This week I worked with Eric on using AWS Rekognition into our pipeline. AWS Rekognition will be called by a Supabase function whenever a low confidence match is uploaded to our database. We decided on Rekognition over SageMaker since Rekognition was better suited for our OCR use case, and we noticed that larger models for cropping cars and license plates had very diminishing returns, and was not worth the extra computation in the cloud. To accommodate this change, the raspberry pi also uploads a cropped image of the license plate as well as the original image. We have also laid out a testing strategy and have begun testing multiple parts of our device, such as the power supply and cooling solution. Since our camera has been delayed numerous times now, we are testing the webcam we are using, which unfortunately does not have the resolution or the IR capabilities for good results in far or night conditions.

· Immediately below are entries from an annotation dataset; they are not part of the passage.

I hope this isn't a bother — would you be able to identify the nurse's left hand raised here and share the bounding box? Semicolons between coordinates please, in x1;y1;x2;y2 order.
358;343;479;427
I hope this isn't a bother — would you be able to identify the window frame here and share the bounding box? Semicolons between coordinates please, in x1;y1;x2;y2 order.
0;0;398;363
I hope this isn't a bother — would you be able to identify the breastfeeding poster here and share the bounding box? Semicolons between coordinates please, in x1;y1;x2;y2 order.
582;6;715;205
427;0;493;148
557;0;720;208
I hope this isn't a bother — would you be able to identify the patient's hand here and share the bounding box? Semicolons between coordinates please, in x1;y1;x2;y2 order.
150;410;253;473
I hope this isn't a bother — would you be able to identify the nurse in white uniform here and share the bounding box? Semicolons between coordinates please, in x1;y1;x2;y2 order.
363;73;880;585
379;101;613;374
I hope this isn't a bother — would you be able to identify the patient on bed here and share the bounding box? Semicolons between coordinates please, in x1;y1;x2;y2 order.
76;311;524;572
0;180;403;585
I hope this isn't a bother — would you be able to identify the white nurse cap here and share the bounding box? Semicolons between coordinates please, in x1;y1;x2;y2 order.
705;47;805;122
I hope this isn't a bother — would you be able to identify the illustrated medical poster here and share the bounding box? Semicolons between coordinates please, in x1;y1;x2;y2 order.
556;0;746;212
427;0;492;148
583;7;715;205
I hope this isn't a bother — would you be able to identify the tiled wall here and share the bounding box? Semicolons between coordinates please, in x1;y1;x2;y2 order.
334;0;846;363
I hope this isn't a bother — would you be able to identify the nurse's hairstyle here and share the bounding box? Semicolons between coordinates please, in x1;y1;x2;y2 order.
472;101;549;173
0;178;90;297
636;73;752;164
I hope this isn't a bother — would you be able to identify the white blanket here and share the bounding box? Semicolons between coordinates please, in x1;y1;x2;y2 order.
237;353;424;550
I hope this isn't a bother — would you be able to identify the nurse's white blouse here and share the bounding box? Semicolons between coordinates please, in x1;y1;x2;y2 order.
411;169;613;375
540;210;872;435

My progress is on schedule. By next week, I hope to have finished testing and have our final presentation slides ready to present on time.
As I have implemented my project I have had to learn a lot about training ML models for computer vision and setting up a database. To learn how to train the models I watched videos and looked at the sample code provided by the makers of the model I decided to use, YOLO11. I chose this model for its widespread support and ease of use, so I was able to fine tune the model for detecting license plates relatively quickly. For setting up the database, I read the documentation provided by Supabase, and used tools that integrate / set up parts of the database for me with Supabase, specifically Lovable which we used to make the front-end website.